0

In my data, I have some items that a customers purchase. I need to predict the customers behavior with different items. But in the test set, there are some items that are not present in the training set, how can I deal with these?

Thank you.

1 Answers1

0

Could you add a few more details? Do you have categories for the items (i.e., food, clothes, etc.)? I wrote briefly about a few things that might help below. I will update once I get a little more information about the task. :)

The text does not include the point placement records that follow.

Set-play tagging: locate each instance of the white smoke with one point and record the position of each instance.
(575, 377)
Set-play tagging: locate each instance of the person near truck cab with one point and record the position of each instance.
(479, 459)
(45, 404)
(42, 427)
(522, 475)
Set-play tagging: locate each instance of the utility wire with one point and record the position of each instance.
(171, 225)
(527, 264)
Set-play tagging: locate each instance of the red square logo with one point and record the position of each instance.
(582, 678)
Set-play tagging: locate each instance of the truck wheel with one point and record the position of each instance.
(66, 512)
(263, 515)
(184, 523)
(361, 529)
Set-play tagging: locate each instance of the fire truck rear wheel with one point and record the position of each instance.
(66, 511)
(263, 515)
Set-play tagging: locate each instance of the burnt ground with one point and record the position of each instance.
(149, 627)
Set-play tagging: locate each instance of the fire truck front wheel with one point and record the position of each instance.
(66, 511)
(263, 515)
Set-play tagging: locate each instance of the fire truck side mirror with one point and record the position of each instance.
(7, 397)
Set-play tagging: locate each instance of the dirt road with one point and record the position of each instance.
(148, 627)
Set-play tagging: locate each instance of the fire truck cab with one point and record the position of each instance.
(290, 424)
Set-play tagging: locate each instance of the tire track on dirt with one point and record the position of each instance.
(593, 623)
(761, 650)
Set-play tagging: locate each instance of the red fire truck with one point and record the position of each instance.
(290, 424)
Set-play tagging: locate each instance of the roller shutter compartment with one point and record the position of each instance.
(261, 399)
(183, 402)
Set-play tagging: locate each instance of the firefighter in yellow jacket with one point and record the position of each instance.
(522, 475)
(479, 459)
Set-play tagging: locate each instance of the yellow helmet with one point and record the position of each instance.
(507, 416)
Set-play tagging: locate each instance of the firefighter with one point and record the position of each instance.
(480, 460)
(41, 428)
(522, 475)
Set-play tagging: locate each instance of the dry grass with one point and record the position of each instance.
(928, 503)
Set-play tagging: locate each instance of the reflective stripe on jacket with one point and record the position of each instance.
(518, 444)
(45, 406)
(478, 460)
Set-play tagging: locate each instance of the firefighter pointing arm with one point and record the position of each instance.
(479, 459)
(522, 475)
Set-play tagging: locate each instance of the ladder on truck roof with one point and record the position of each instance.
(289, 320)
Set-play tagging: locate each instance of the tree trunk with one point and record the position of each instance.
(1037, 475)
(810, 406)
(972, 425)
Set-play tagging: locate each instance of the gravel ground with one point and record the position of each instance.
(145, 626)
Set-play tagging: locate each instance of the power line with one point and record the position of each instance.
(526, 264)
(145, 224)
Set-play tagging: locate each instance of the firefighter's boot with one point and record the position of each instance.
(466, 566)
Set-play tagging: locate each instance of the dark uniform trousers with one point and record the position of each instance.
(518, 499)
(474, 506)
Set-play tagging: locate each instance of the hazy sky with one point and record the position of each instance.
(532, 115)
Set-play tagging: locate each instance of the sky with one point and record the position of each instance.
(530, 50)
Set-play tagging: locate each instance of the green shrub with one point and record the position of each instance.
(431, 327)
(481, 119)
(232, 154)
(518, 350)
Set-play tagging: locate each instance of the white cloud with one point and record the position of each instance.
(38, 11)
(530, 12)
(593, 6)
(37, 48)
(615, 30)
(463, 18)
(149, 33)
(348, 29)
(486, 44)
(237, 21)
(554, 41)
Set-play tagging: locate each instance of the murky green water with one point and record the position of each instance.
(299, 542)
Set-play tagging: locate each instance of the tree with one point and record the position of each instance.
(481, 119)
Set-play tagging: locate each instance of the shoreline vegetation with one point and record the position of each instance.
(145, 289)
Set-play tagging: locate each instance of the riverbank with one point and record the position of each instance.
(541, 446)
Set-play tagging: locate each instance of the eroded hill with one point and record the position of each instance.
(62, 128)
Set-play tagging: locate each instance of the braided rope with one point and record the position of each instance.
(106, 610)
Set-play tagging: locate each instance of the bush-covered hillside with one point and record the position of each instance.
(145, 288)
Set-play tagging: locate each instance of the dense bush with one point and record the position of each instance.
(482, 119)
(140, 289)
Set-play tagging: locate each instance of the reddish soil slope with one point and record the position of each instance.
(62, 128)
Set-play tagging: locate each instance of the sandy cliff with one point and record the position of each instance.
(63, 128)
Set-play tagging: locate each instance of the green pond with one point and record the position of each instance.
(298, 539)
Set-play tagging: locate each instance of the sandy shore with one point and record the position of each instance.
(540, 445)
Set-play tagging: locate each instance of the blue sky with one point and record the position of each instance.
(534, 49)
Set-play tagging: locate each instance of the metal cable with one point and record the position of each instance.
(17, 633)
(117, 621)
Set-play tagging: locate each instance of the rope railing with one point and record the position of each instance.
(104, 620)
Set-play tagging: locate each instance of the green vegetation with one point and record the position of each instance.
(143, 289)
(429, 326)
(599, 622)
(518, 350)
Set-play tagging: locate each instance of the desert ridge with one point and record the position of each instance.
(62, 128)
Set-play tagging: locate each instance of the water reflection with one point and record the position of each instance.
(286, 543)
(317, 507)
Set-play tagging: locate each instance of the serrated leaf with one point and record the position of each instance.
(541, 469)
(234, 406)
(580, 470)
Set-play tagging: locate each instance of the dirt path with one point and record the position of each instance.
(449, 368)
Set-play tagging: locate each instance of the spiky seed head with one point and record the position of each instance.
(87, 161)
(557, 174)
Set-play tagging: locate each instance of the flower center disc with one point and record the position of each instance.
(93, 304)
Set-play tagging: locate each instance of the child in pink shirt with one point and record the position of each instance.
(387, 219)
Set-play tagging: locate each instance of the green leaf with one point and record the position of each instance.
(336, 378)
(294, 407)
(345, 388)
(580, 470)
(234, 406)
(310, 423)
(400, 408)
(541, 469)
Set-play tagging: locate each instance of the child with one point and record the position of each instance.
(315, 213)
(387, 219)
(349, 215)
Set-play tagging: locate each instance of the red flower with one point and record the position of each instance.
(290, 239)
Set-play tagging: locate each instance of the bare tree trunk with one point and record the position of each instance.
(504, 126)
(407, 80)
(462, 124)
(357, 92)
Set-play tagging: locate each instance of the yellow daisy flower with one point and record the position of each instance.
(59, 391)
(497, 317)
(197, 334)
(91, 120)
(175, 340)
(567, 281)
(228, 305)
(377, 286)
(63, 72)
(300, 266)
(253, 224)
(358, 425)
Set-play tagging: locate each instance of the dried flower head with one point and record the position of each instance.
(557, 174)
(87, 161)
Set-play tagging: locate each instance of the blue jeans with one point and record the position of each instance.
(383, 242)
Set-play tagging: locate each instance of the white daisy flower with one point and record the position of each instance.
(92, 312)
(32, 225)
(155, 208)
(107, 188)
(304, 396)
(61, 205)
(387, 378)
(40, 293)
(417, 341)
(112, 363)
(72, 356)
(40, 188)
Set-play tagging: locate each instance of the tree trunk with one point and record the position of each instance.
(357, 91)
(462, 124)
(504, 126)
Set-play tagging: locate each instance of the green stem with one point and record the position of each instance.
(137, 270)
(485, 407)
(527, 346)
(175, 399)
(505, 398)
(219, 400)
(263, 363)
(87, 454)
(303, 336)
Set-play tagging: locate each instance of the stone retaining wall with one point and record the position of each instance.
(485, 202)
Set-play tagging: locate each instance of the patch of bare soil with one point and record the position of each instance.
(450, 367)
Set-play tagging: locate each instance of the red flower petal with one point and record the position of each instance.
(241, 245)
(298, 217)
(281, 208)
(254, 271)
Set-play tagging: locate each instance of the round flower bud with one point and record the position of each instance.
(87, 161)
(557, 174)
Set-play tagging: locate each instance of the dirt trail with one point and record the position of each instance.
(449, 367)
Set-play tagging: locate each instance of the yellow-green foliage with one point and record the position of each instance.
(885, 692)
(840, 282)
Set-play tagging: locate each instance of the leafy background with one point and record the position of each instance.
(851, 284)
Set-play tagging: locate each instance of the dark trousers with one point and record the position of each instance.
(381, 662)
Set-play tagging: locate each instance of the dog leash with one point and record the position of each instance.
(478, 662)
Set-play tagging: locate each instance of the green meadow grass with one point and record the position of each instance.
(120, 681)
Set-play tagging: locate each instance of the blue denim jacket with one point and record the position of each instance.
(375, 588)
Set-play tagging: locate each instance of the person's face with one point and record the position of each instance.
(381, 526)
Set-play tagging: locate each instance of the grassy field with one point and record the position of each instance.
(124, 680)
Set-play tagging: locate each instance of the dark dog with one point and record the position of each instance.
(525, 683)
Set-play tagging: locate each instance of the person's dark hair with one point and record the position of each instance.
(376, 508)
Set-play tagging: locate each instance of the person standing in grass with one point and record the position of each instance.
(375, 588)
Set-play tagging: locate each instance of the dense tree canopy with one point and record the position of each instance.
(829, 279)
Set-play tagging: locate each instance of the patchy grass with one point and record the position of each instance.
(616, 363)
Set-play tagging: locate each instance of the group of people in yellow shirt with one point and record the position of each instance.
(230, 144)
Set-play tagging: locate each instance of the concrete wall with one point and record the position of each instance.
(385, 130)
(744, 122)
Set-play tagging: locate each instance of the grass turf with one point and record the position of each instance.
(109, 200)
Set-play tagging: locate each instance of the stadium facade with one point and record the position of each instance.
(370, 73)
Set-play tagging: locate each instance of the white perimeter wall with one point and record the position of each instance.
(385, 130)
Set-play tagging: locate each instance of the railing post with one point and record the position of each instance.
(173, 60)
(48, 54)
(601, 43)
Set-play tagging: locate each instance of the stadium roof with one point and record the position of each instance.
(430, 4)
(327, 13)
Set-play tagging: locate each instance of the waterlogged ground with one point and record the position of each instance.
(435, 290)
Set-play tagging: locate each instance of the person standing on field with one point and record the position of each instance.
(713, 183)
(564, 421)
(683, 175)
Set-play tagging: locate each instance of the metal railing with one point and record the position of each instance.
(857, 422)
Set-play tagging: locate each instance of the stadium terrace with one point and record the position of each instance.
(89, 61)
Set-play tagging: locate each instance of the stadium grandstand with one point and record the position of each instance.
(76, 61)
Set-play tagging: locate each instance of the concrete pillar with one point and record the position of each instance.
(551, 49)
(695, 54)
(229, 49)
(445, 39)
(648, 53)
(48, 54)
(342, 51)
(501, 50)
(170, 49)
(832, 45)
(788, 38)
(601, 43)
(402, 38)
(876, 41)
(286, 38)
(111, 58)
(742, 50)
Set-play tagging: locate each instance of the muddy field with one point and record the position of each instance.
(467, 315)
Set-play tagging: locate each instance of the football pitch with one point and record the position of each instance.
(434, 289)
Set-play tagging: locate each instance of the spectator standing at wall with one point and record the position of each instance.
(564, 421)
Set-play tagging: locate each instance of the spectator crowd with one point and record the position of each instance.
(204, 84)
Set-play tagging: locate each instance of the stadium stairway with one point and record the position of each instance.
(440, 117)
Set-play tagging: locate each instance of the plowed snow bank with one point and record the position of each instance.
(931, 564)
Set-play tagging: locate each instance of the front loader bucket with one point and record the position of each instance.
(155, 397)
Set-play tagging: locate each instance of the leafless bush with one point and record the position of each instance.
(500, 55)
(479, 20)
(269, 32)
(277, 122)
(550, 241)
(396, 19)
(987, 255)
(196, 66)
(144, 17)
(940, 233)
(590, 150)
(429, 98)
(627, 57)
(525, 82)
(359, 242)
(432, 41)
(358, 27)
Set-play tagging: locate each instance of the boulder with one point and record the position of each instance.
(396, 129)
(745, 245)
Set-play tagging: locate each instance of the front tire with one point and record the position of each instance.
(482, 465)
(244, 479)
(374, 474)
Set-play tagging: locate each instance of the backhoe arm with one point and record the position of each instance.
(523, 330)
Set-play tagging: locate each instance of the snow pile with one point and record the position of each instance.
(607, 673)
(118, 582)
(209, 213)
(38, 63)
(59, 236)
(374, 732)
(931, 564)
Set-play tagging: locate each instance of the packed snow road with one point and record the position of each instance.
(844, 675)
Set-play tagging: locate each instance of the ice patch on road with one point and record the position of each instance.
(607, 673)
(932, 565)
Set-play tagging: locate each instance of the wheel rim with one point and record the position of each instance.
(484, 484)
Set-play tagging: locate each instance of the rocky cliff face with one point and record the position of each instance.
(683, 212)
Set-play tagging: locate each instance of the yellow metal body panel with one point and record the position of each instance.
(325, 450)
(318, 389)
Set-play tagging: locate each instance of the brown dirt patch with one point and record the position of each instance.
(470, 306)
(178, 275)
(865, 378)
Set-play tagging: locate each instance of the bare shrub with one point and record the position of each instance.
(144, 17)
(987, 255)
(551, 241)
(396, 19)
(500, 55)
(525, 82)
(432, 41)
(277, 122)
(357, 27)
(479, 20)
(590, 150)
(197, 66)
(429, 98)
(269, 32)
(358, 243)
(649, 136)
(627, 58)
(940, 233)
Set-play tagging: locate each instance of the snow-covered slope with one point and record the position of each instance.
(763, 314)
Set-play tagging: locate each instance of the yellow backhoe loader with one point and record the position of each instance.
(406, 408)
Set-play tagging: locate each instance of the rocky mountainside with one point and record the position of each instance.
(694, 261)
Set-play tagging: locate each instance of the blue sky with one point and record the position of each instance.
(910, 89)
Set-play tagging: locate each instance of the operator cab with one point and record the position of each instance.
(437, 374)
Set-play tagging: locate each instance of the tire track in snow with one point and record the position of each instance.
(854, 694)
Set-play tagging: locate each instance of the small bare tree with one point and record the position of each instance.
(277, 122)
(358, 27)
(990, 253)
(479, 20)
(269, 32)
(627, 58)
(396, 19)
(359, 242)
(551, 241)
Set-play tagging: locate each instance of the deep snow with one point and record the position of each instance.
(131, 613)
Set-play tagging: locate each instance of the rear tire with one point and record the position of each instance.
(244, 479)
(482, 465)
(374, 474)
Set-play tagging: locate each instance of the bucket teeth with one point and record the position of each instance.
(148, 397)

Domain Adaptation Domain adaptation might be useful in a setting like this. Since you have access to the (unlabeled?) test data, you can use something like importance weighting, where you adjust the weight of your source (training) distribution to reflect your target (test) distribution. This does not immediately solve the problem of predicting a customer's behavior with different items, but it may be useful. In practice domain adaptation is a hard problem and strong performance depends on a metric called the "discrepancy" of the distribution.

Here is a very good (and current) review on domain adaptation: http://www.cs.nyu.edu/~mohri/pub/nsmooth.pdf

Online Learning Are you able to turn this into an online learning problem? You could update the weights of your hypothesis based on the test solution. This won't necessarily help you when you see the new item the first time, but when you see the new item, you can update the algorithm accordingly.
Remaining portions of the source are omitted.